Страница 41 из 75
По выходным дням он, Габриэлла и теща, которую все называли бабушкой, завтракали вместе. Джанни, их семнадцатилетний сын, в это время обычно еще валялся в постели и заходил в кухню лишь для того, чтобы, не здороваясь ни с кем, молча забрать свой кофе.
Разговоры по выходным велись всегда одни и те же, а иногда повторялись почти слово в слово.
– Дорогая, – говорила бабушка, прихлебывая кофе, Габриэлле, – а сколько тебе, собственно, лет?
Донато поднимал к небу глаза, чего бабушка не замечала, потому что вообще не обращала на него внимания, он был для нее пустым местом.
– Тридцать восемь, мама.
– Да-а, уже такая старая.
Бабушка кивала и делала такое лицо, как будто о чем-то серьезно задумалась.
– А ты замужем, дорогая?
– Да, конечно, мама. Ты же знаешь!
– Да что ты говоришь! – У бабушки был озабоченный вид. – А за кем?
– За Донато, мама. Скажи же хоть что-нибудь, – шипела Габриэлла на мужа, – чтобы она вспомнила тебя.

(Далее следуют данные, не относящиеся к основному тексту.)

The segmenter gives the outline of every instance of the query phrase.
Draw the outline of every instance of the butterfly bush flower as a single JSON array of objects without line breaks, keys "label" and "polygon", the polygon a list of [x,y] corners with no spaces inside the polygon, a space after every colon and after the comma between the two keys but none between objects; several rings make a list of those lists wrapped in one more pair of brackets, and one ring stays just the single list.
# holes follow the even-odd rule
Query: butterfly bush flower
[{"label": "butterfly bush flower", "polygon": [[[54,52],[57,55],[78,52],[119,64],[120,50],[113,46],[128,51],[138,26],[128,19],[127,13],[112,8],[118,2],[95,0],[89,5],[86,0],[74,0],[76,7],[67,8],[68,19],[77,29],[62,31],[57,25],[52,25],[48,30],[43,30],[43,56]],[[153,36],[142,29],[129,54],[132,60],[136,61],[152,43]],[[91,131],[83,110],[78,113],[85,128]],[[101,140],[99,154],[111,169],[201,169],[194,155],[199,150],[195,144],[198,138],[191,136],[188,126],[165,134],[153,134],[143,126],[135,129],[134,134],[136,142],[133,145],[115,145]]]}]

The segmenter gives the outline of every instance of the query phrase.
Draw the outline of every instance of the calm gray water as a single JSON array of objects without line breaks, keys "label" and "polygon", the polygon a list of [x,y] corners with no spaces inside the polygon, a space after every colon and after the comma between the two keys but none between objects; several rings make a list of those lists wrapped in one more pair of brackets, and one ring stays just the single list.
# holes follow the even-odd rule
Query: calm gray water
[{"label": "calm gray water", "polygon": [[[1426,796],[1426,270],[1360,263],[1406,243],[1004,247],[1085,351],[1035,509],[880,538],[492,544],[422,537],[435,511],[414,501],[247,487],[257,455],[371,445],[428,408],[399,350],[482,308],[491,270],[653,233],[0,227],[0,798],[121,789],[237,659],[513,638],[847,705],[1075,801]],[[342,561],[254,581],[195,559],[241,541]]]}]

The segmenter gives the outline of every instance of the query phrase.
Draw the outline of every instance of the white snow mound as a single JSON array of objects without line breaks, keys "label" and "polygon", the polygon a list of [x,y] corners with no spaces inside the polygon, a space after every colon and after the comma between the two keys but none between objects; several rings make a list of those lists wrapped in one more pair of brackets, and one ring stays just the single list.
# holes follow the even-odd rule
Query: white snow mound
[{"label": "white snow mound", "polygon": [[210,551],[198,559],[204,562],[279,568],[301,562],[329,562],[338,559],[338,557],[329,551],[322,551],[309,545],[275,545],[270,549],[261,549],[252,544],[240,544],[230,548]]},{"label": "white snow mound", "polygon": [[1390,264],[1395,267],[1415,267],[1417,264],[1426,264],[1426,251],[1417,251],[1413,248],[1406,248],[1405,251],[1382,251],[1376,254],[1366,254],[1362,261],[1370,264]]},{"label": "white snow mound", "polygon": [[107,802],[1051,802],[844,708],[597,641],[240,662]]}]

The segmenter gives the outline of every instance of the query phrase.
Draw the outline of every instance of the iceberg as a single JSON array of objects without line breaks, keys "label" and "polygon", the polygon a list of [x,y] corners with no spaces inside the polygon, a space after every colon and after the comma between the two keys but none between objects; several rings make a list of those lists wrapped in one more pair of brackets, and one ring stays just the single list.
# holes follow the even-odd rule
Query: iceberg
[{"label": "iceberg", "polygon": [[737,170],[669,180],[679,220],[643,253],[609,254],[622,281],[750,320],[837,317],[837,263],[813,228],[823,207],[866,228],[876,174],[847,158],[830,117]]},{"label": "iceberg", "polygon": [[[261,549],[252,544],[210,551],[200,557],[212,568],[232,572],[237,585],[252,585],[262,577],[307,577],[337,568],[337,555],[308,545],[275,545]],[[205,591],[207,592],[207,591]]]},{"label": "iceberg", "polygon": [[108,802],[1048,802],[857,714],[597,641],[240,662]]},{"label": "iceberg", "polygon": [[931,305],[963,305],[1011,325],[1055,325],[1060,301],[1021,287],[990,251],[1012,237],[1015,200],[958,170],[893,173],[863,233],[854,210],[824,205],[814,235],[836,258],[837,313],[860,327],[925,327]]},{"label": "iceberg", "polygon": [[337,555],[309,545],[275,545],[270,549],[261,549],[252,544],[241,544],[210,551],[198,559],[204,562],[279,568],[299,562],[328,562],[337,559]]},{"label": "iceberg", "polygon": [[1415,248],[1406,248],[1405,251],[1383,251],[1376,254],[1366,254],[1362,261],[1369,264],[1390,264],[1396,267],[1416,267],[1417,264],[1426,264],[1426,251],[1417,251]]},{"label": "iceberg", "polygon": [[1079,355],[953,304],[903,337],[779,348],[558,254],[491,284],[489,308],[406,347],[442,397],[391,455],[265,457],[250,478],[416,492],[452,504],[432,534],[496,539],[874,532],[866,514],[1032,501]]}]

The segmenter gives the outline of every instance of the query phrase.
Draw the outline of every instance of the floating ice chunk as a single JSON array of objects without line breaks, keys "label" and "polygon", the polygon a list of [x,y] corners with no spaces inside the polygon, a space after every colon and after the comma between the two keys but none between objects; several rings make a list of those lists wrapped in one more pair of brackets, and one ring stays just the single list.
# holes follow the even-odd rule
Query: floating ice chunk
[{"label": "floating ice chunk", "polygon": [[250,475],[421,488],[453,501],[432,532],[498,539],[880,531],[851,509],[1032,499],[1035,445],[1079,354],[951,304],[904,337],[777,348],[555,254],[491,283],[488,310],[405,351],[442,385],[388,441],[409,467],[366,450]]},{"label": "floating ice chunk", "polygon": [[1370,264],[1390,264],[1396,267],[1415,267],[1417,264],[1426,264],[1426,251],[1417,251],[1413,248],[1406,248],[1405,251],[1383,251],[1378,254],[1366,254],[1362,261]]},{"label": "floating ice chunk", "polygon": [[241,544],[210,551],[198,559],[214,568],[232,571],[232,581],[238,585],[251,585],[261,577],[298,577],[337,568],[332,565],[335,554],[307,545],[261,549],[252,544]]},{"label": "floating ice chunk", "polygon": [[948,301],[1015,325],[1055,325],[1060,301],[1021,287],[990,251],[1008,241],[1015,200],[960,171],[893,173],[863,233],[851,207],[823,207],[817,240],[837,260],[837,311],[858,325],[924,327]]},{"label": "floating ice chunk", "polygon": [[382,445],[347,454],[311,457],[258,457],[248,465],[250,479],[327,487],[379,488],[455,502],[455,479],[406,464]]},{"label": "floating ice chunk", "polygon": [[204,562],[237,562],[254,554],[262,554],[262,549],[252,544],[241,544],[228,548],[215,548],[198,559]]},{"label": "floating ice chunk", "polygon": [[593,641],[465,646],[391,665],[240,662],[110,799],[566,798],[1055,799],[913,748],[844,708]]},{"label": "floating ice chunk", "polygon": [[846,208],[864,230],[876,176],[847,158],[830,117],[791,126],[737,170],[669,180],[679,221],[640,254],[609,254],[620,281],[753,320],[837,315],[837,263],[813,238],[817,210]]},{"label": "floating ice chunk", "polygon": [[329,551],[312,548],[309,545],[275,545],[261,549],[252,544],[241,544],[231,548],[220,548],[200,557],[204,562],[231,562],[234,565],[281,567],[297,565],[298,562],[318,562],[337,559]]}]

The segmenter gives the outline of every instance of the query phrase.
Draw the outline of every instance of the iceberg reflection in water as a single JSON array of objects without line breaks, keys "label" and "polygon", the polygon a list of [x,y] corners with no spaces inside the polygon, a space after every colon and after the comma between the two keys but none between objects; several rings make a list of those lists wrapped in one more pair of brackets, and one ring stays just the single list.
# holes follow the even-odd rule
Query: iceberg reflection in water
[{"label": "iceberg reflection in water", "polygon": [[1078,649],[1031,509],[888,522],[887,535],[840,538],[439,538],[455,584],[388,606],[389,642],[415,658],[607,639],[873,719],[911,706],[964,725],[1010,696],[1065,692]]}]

Донато качал головой, сжимал зубы и молчал.
– В Рождество вы всегда вместе складывали пазлы, мама.
– Но тогда бы я об этом помнила! – Бабушка начинала раздражаться. – Он порядочный человек?
– Конечно. Даже очень.
Бабушка кивала и шумно прихлебывала кофе.
– Ты можешь сегодня после обеда отвезти меня на улицу Виа Кальяри? Я хочу повидать Паолу.
– Виа Кальяри находится в Риме, мама. А Паола уже два года, как умерла, – вздохнула Габриэлла.
– Я хочу к ней в гости! – настаивала бабушка.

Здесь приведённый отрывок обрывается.